Associated to any graph there are a number of natural polyhedra and matrices. For example, the convex hull of all the incidence vectors of the stable sets in the graph. Many key theorems in optimization involve the study of these polyhedra, in particular characterizations of when they are integral or near integral. Conversely, many properties of 0-1 polyhedra can be understood by studying an associated graph (whose adjacency matrix is the matrix $A$ in the equation Ax = b defining the polyhedra). We study theorems of this type. Although motivated by the relationship to polyhedra, most of the results we discuss involve structural decompositions of graphs.
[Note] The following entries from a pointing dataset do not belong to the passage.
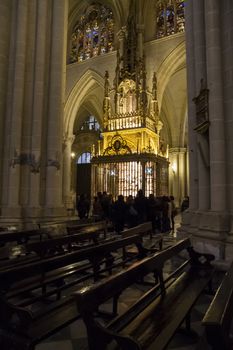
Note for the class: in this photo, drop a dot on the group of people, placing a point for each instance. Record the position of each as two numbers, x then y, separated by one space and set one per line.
161 211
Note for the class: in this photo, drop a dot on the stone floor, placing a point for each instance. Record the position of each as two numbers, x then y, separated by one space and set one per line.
74 337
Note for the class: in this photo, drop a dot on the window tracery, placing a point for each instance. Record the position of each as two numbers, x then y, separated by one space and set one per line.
84 158
93 34
90 123
169 17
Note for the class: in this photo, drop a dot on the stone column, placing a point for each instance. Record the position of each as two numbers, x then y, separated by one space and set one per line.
200 73
53 191
177 172
227 64
15 110
216 112
5 20
67 170
191 84
39 102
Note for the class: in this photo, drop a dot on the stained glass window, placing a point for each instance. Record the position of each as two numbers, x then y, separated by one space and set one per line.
90 124
169 17
93 34
85 158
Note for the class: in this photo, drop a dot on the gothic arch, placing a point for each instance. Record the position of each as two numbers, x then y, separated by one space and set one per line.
83 90
117 6
173 62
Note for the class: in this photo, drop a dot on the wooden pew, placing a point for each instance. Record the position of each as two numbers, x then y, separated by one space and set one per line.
65 243
153 319
100 226
22 322
218 317
37 240
143 230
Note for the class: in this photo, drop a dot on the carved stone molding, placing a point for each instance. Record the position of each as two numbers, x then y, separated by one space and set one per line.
26 159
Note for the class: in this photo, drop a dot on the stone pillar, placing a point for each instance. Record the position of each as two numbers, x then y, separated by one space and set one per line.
5 20
121 38
39 102
191 84
140 29
53 192
216 112
26 165
200 73
227 64
177 172
67 171
15 110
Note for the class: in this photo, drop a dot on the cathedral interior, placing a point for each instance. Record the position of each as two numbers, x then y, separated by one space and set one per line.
117 96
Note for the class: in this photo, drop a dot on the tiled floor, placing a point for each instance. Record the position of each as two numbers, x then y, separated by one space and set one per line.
74 337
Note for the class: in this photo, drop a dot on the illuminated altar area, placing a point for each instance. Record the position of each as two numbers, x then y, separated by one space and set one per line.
131 155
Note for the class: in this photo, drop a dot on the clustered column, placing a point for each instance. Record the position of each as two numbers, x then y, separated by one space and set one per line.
191 81
216 112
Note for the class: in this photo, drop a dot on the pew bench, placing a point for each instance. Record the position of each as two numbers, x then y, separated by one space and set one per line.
218 318
143 230
153 319
24 322
100 226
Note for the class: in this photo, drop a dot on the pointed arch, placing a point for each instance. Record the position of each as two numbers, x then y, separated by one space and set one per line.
90 81
173 62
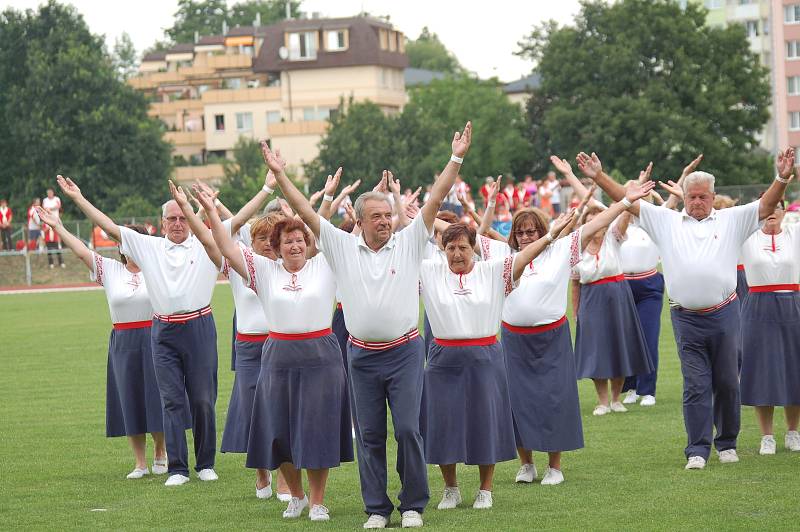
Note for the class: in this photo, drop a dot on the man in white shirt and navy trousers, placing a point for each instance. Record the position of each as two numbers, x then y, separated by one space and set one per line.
700 248
377 275
181 280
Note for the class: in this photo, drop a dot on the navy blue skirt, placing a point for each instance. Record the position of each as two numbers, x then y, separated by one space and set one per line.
240 407
299 409
133 404
543 390
467 409
770 373
609 341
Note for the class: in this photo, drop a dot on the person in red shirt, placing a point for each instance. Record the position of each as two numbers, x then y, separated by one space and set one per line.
5 224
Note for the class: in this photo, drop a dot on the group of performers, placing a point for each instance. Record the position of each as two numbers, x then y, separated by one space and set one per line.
326 329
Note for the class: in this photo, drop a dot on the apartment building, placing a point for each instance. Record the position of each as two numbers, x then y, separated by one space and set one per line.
281 82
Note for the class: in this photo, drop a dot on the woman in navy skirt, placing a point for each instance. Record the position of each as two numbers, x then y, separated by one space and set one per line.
537 344
609 342
770 372
467 410
300 418
133 404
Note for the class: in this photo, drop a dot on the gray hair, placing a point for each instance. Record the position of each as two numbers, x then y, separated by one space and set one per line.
699 178
358 206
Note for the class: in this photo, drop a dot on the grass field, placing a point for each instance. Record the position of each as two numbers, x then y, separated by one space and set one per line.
58 468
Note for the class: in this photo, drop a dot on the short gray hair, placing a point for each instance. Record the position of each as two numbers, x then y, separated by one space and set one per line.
698 178
358 206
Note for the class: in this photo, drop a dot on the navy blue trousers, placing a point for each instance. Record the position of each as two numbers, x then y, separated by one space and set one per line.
395 376
648 294
708 346
185 360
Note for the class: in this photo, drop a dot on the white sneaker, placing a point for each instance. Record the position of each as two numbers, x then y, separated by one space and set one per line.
176 480
160 467
412 519
601 410
137 473
618 407
552 477
318 513
376 521
631 398
647 400
767 445
728 456
527 473
450 498
696 462
483 500
207 475
295 507
792 440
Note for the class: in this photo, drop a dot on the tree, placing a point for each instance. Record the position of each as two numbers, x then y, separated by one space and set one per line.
641 80
271 11
125 60
205 17
63 110
429 53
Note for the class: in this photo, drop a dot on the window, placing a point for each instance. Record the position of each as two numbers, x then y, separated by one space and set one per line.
794 121
791 14
302 46
793 85
244 121
335 40
793 49
273 117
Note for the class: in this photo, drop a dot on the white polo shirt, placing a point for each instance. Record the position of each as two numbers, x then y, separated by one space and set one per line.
468 305
699 257
541 297
379 289
293 302
250 318
772 259
607 262
126 292
180 277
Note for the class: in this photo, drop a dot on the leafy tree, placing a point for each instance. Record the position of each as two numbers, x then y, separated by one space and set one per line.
641 80
63 110
429 53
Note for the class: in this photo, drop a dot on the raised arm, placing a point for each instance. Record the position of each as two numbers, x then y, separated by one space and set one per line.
97 217
440 188
73 242
296 200
533 250
770 199
633 193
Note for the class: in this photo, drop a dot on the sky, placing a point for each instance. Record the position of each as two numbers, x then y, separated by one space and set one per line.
482 35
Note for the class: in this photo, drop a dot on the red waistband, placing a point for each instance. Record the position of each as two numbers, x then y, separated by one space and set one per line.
538 329
183 318
775 288
133 325
244 337
300 336
638 276
380 346
489 340
612 279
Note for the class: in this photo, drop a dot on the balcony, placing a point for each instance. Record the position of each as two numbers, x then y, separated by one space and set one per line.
186 138
285 129
260 94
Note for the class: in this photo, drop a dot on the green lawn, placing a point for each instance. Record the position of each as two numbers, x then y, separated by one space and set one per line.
57 466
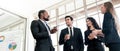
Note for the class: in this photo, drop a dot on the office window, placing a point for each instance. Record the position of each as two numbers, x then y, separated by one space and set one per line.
59 31
79 3
52 13
81 23
70 7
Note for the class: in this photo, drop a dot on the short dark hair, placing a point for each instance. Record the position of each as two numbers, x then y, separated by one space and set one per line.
69 17
39 13
94 23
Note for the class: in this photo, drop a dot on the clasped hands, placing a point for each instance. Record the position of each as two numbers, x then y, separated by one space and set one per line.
95 34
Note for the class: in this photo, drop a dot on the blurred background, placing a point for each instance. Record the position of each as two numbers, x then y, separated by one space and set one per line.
18 14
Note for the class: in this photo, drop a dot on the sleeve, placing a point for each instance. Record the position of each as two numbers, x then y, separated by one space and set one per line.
81 40
61 38
35 30
107 23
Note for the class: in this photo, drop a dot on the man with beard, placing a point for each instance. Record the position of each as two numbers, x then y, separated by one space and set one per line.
41 32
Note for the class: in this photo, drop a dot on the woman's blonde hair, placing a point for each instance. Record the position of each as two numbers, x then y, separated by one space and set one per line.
109 8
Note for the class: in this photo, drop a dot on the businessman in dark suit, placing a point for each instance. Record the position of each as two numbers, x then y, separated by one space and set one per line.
41 32
71 37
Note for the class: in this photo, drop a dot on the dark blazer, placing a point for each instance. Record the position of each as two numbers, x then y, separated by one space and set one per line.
76 41
40 33
95 44
109 29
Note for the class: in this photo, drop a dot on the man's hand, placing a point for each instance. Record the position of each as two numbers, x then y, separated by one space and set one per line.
91 36
67 37
54 30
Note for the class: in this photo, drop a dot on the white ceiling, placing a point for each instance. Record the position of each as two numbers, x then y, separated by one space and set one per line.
26 8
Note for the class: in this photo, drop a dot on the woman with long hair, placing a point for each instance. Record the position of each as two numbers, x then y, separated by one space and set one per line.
93 41
110 27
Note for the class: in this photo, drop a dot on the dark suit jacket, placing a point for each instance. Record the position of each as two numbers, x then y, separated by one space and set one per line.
95 44
40 33
76 41
109 29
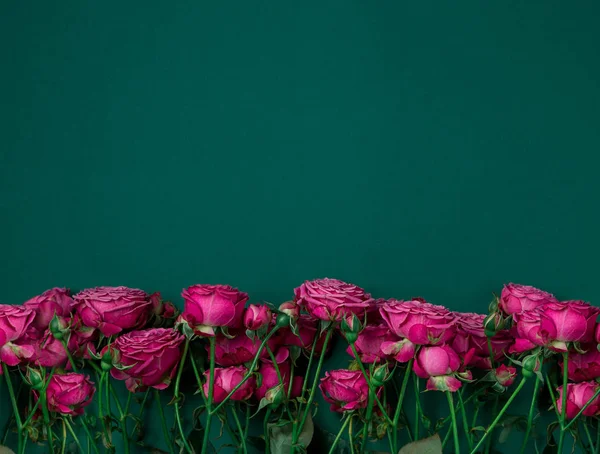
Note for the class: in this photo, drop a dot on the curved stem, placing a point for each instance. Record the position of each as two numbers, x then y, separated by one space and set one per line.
186 445
163 421
209 400
531 412
490 429
561 437
454 425
339 435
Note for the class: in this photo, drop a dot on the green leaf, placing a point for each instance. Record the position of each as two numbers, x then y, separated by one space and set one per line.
431 445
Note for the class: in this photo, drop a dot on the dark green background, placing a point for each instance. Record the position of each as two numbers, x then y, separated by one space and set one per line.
425 148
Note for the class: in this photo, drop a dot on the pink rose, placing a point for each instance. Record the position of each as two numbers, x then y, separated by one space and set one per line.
516 298
257 316
584 366
113 309
470 334
345 390
270 379
369 341
211 306
331 299
228 378
578 394
53 301
238 350
421 323
439 365
14 322
553 325
505 375
150 358
69 393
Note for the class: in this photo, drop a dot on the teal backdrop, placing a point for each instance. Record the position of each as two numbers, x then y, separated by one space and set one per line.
438 149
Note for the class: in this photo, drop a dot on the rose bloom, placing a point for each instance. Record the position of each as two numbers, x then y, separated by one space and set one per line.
470 334
257 316
226 379
438 364
553 325
516 298
583 366
419 322
151 357
211 306
578 394
69 393
369 342
238 350
331 299
14 323
53 301
345 390
270 379
113 309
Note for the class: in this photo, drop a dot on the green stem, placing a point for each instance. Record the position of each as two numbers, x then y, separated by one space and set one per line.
561 436
163 421
531 413
311 396
209 400
399 404
186 445
250 371
490 429
454 425
339 435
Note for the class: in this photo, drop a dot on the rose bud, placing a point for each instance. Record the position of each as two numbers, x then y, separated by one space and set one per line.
421 323
440 366
331 299
147 358
257 316
516 298
291 309
55 301
578 395
226 379
345 390
583 366
69 393
505 375
210 306
14 322
113 309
There will be 4-5 homework assignments worth 25%. Participation in the problem solving sessions on perfect graphs will be worth 25%. There will be a midterm worth 25%, and a final worth 25%. The midterm will be October 30th.
Lovasz and Plummer (1986), Matching Theory (North Holland).
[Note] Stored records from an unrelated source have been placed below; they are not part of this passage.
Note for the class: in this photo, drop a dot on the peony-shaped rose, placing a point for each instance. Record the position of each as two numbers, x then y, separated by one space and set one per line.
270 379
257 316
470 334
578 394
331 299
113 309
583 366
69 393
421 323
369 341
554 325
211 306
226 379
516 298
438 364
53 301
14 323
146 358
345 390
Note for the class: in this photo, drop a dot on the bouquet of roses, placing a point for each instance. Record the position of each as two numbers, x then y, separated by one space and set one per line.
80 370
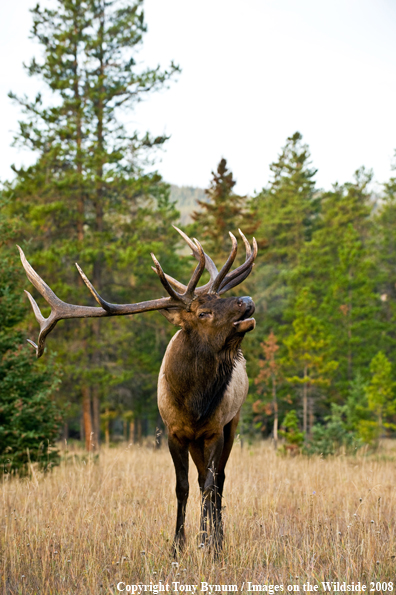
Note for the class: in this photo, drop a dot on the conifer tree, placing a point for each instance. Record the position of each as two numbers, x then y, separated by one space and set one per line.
380 390
309 354
286 211
29 417
338 268
270 374
223 211
87 197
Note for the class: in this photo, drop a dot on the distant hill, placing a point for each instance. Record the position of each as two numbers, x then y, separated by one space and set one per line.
186 198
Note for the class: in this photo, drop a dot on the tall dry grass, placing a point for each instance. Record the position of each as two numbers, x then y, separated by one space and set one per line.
89 524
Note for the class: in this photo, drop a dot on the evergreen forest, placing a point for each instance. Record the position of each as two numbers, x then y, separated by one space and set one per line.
322 359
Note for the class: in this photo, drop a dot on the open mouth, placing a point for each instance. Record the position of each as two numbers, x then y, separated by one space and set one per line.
246 324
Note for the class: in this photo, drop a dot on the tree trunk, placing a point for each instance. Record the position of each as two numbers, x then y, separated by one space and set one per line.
132 432
65 434
311 414
96 416
305 403
275 405
107 429
87 417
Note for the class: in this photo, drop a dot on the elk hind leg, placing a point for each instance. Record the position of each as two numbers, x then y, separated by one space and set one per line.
179 453
211 496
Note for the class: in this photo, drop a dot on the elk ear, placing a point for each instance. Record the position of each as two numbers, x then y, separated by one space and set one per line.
173 315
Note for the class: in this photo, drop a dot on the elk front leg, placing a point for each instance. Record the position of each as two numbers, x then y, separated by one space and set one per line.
211 495
179 452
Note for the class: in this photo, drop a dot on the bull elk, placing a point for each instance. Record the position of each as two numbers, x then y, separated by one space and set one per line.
202 381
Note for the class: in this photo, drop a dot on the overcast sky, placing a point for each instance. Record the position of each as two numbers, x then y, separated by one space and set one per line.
253 73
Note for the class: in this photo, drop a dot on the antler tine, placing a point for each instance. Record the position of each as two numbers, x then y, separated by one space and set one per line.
226 267
180 287
173 294
105 305
247 245
59 309
241 269
236 281
198 271
209 264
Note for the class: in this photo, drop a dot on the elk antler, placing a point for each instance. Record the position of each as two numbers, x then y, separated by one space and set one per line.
221 282
179 295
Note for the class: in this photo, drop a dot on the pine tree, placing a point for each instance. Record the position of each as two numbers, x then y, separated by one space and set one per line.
270 374
288 208
310 354
286 211
29 417
87 198
380 390
338 268
223 211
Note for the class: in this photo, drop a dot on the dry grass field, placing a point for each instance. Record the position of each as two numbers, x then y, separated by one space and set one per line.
92 523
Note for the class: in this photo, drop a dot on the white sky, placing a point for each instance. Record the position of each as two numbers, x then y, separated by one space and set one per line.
254 72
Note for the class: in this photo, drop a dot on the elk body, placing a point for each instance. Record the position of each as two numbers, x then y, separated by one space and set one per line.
202 382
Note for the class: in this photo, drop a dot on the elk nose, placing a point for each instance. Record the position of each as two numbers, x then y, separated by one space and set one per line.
248 303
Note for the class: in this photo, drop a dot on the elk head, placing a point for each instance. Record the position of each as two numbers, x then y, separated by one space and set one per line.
199 311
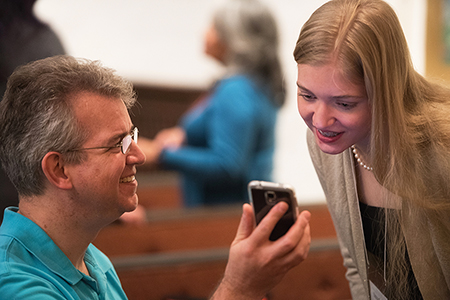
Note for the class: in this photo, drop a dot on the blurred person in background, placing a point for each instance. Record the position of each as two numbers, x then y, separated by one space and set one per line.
228 137
71 149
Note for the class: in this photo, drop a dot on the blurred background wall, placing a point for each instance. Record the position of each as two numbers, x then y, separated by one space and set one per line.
160 43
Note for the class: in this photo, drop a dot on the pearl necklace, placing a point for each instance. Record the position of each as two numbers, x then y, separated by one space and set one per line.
358 159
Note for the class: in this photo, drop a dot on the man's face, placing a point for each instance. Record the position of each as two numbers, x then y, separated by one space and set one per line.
104 184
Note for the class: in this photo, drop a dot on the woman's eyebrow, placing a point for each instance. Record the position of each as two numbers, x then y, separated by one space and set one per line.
338 97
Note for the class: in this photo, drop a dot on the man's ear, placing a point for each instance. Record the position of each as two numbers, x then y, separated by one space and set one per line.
53 166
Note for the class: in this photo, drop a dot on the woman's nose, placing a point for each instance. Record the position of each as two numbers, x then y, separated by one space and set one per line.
323 116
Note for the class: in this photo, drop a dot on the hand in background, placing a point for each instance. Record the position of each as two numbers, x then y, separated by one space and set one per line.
256 264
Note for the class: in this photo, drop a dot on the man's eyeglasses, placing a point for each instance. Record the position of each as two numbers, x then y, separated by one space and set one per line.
124 144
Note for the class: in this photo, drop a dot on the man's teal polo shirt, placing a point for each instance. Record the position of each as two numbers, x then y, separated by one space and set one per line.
33 267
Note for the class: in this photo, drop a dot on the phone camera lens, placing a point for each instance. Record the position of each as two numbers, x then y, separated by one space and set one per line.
271 197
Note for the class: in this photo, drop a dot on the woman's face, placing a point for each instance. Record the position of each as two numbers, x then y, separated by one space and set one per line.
334 108
214 47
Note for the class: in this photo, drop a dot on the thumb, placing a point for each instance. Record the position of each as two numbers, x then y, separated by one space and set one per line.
246 225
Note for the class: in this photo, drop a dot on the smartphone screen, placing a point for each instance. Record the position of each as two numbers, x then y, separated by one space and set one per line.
264 195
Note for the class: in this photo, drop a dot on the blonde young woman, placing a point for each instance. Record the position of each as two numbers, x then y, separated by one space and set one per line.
380 142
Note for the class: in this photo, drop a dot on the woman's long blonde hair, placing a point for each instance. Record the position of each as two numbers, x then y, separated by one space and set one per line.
410 136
Cournejols (2000), ( Combintorial Optimization, Packing and Covering). Published by AMS-SIAM. Note this book contains 18 conjectures for each of which the author has offered US$5,000.
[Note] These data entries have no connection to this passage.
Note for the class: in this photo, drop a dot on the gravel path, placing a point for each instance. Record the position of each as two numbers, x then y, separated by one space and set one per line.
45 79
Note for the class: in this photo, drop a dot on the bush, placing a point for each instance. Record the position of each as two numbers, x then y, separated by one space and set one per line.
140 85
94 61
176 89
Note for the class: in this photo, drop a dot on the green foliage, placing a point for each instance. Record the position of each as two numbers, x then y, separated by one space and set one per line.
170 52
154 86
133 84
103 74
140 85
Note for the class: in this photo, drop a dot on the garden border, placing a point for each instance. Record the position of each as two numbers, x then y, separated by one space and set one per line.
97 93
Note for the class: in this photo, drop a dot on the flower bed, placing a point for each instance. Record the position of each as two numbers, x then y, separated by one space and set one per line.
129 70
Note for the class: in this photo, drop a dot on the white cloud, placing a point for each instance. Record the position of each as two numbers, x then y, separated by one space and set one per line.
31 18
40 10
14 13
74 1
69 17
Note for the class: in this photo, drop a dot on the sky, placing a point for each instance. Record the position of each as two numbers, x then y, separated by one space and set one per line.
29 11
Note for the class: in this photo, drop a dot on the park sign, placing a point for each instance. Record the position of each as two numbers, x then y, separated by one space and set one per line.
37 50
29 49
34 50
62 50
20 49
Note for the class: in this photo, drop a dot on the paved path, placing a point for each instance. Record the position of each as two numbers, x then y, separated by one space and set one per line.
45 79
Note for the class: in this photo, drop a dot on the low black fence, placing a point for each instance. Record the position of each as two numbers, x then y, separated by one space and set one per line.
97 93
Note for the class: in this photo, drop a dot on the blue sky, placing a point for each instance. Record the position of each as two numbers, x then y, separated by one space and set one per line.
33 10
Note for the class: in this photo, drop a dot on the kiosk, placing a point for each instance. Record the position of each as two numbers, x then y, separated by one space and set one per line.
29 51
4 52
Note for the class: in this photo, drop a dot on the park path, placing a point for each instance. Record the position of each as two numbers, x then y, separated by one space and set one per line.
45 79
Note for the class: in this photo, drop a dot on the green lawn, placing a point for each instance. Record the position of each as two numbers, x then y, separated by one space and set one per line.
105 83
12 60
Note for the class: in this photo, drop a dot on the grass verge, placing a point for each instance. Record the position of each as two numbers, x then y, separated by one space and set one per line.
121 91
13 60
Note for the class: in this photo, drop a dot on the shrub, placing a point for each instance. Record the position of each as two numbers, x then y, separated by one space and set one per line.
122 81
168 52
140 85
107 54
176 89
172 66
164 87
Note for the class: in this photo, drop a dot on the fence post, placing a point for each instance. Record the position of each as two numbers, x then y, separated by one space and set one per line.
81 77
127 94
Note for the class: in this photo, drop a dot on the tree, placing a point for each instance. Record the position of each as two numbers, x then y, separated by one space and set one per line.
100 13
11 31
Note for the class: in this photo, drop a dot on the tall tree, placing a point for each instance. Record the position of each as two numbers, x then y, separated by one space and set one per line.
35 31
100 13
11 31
Ramirez-Alfonsin and Reed (2001), Perfect Graphs (Wiley).
Golumbic(1980), Algorithmic Graph Theory and Perfect Graphs (Academic Press).
Students are expected to work on the following List of Problems on Perfect Graphs. Note that this list will grow throughout the term.
A brief summary of the first lecture can be found here.
In the second lecture, we proved the Tutte-Berge Formula which states that the number of vertices missed by a maximum matching is equal to the maximum over all sets $X$ of vertices of the amount by which the number of odd components of $G-X$ exceeds $|X|$. An alternative proof can be found in Section 3.1 of Lovasz-Plummer.
In the third lecture we characterized The Matching Polytope
In the fourth lecture we discussed Matching Algorithms
In the fifth lecture we discussed fractional colouring. A paper by Kilakos and Reed on this topic was handed out
In the sixth lecture, we discusssed Perfect graphs. We proved the Weak Perfect Graph Conjecture and a strengthening due to Lovasz. A chapter by Reed called From Comjecture to Theorem which covers this material was handed out.
In the seventh lecture, we discussed an Odd Version of Hadwiger's Conjecture. A paper on this topic was handed out.
In the eigth lecture we disccused comparability graphs and even pairs. For the latter topic, pages 67-77 of the Chapter on even pairs handed out in class are a good topic. For the former, I handed out a proof of Dilworth's Theorem from Chvatal's book. I also handed out a chapter on comparability graphs which you may find heavy going. At the least this chapter contains a definition of Forcing class on the first two pages.More details of our algorithm can be found here
In the 9th lecture we talked about various classes of perfectly contractile graphs. The chapter on even pairs is a good reference for this.